Question 14.9: Torricelli’s Law An enclosed tank containing a liquid of den...
Torricelli’s Law
An enclosed tank containing a liquid of density ρ has a hole in its side at a distance y_1 from the tank’s bottom (Fig. 14.20). The hole is open to the atmosphere, and its diameter is much smaller than the diameter of the tank. The air above the liquid is maintained at a pressure P. Determine the speed of the liquid as it leaves the hole when the liquid’s level is a distance h above the hole.
Conceptualize Imagine that the tank is a fire extinguisher. When the hole is opened, liquid leaves the hole with a certain speed. If the pressure P at the top of the liquid is increased, the liquid leaves with a higher speed. If the pressure P falls too low, the liquid leaves with a low speed and the extinguisher must be replaced. Because A_2>>A_1, the liquid is approximately at rest at the top of the tank, where the pressure is P, so v_2=0. At the hole, the liquid is open to the external atmosphere, so P_1 is equal to atmospheric pressure P_0.

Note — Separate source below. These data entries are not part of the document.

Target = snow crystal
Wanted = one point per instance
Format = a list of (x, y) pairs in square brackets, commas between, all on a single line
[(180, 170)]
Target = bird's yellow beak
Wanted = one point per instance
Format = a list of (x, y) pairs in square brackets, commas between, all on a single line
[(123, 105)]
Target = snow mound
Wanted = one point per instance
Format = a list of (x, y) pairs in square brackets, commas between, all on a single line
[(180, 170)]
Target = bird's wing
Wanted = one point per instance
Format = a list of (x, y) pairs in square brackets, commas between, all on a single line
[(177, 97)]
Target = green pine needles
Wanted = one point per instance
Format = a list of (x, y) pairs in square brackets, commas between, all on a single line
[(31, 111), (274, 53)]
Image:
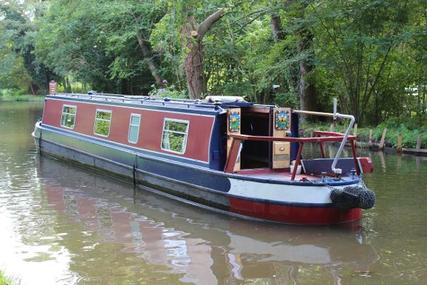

Categorize Looking at Figure 14.20, we know the pressure at two points and the velocity at point 2. We wish to find the velocity at point 1. Therefore, we can categorize this example as one in which we can apply Bernoulli’s equation.
Analyze
Apply Bernoulli’s equation between points 1 and 2:
P_0+\frac{1}{2} \rho v_1{}^2+\rho g y_1=P+\rho g y_2Solve for v_1, noting that y_2-y_1=h :
v_1=\sqrt{\frac{2\left(P-P_0\right)}{\rho}+2 g h}Finalize When P is much greater than P_0 (so that the term 2gh can be neglected), the exit speed of the water is mainly a function of P. If the tank is open at the top to the atmosphere, then P=P_0 and v_1=\sqrt{2 g h}. In other words, for an open tank, the speed of the liquid leaving a hole a distance h below the surface is equal to that acquired by an object falling freely through a vertical distance h. This phenomenon is known as Torricellis law.